Life Esidimini:
The Irony

This collaboration of theatre and journalism looked at the Life Esidimeni tragedy, which involved the deaths of 143 people at psychiatric facilities in Gauteng, due to starvation and neglect.

Bulelani Mabutyana, Lwanda Sindaphi and Asiphe Lili set out to bring Daily Maverick journalist Marianne Thamm's articles surrounding the Life Esidimeni scandal to life, in the form of a live performance. These performances, which drew audiences of between approximately 50 and 200 people, consisted of seven separate shows and took place over a period of three weeks in April 2019.

Rain or shine, the show must go on

Before doing anything else, the Life Esidimeni team needed to decide what aspects of the tragedy they were going to focus on in their storytelling process, as there are lots of images representing the scandal. By working together, they were able to create a strong and powerful narrative, despite difficulties related to extreme weather conditions and a handful of administrative issues that prolonged the creative process. 

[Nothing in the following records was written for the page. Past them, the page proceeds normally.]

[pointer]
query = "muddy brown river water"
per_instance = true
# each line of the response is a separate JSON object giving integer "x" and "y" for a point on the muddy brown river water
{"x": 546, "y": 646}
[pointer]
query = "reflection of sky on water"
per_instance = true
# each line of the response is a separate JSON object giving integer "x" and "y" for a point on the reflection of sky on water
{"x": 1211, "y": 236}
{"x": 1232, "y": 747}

Many of Life Esidimeni: The Irony's audience members did not know that this was going on at the time, much to their shock and horror. Image: Thembisa Rantanga

Team work makes the dream work

The team learned several lessons throughout the project: first, about accountability and the importance of ensuring that every role on the team is set out clearly before the project kicks off. Second, they had to improvise more than once, but luckily, had prepared for a few different scenarios when it came to executing their performances. Finally, they learnt that communication is key and that working together as a team will always make for a more successful project. 

"We do not know what mental illness looks like in our community. It's probably un-African." Image: Thembisa Rantanga

Educating civil society

Every Life Esidimeni performance drew a large crowd and audiences not only stayed for the entirety of the show, but also displayed interest and understanding of the story and the issues surrounding it. One of the biggest successes of the project was that more civil society members who were not previously aware of the incident learned more about what happened, and made their shock well known across various platforms. The team managed to tell the stories of the actual people affected by the Life Esidimeni tragedy in a clear, powerful and above all else, respectful, manner.